Fully-Grown Tree Accuracy: 1.0
Max Depth=3 Tree Accuracy: 1.0


In [20]:
# Question 8: Decision Tree Regressor on Boston Housing Dataset

from sklearn.tree import DecisionTreeRegressor
from sklearn.metrics import mean_squared_error
from sklearn.model_selection import train_test_split

# Use the boston_df already loaded from fetch_openml
X = boston_df.drop('MEDV', axis=1)  # Features are all columns except 'MEDV'
y = boston_df['MEDV']              # Target is the 'MEDV' column

X_train, X_test, y_train, y_test = train_test_split(
    X, y, test_size=0.2, random_state=42
)

regressor = DecisionTreeRegressor(random_state=42)
regressor.fit(X_train, y_train)

y_pred = regressor.predict(X_test)

print("Mean Squared Error:", mean_squared_error(y_test, y_pred))
print("Feature Importances:", regressor.feature_importances_)

Mean Squared Error: 10.416078431372549
Feature Importances: [5.12956739e-02 3.35270585e-03 5.81619171e-03 2.27940651e-06
 2.71483790e-02 6.00326256e-01 1.36170630e-02 7.06881622e-02
 1.94062297e-03 1.24638653e-02 1.10116089e-02 9.00872742e-03
 1.93328464e-01]


In [21]:
# Question 9: Hyperparameter Tuning using GridSearchCV

from sklearn.model_selection import GridSearchCV
from sklearn.tree import DecisionTreeRegressor # Changed from DecisionTreeClassifier
from sklearn.metrics import mean_squared_error, r2_score # Changed metric for regression

param_grid = {
    "max_depth": [None, 2, 3, 4, 5],
    "min_samples_split": [2, 5, 10]
}

grid = GridSearchCV(
    DecisionTreeRegressor(random_state=42), # Changed to DecisionTreeRegressor
    param_grid,
    cv=5,
    scoring='neg_mean_squared_error' # Specify a scoring metric appropriate for regression
)

grid.fit(X_train, y_train)

best_model = grid.best_estimator_
y_pred = best_model.predict(X_test)

print("Best Parameters:", grid.best_params_)
print("Mean Squared Error:", mean_squared_error(y_test, y_pred))
print("R-squared:", r2_score(y_test, y_pred))

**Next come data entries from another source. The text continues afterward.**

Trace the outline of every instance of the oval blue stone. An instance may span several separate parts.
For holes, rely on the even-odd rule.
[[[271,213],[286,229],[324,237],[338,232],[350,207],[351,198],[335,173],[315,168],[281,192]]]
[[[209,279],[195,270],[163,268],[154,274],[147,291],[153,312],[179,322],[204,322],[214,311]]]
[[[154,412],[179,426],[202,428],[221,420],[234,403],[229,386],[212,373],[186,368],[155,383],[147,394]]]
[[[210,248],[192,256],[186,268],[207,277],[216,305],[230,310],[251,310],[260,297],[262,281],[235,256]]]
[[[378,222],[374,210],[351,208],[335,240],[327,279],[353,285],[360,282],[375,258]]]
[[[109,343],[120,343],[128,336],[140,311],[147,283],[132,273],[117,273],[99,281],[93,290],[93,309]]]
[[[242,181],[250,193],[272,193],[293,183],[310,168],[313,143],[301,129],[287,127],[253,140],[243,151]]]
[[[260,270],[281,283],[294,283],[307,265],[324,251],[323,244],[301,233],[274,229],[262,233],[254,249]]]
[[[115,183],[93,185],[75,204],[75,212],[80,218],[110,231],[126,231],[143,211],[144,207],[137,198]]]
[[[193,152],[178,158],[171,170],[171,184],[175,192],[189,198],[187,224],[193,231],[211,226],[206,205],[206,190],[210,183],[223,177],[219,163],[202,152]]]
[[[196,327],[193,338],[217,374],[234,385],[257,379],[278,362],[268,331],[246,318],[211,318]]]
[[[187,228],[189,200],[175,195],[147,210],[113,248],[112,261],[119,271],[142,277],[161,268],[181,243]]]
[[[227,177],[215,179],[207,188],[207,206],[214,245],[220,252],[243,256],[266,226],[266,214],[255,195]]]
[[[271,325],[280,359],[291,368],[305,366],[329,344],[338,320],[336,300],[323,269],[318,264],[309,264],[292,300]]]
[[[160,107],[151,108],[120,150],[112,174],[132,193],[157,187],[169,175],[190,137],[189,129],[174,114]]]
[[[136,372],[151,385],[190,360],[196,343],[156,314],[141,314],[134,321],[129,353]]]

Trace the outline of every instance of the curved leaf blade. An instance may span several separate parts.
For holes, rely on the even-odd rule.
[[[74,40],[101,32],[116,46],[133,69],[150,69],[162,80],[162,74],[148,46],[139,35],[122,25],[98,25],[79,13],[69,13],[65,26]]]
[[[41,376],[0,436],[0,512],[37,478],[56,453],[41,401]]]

Best Parameters: {'max_depth': 2, 'min_samples_split': 2}
Mean Squared Error: 25.993190895971196
R-squared: 0.6455495710736121


## Question 10: Healthcare Decision Tree Use Case

**Answer:**
Missing values are handled using mean or mode imputation.
Categorical features are encoded using one-hot or label encoding.
A Decision Tree model is trained using cleaned data.
Hyperparameters are tuned using GridSearchCV.
Performance is evaluated using accuracy, precision, recall, and F1-score.

Business Value:
The model helps in early disease detection, reduces healthcare costs, improves patient outcomes, and provides transparent decision-making support to doctors.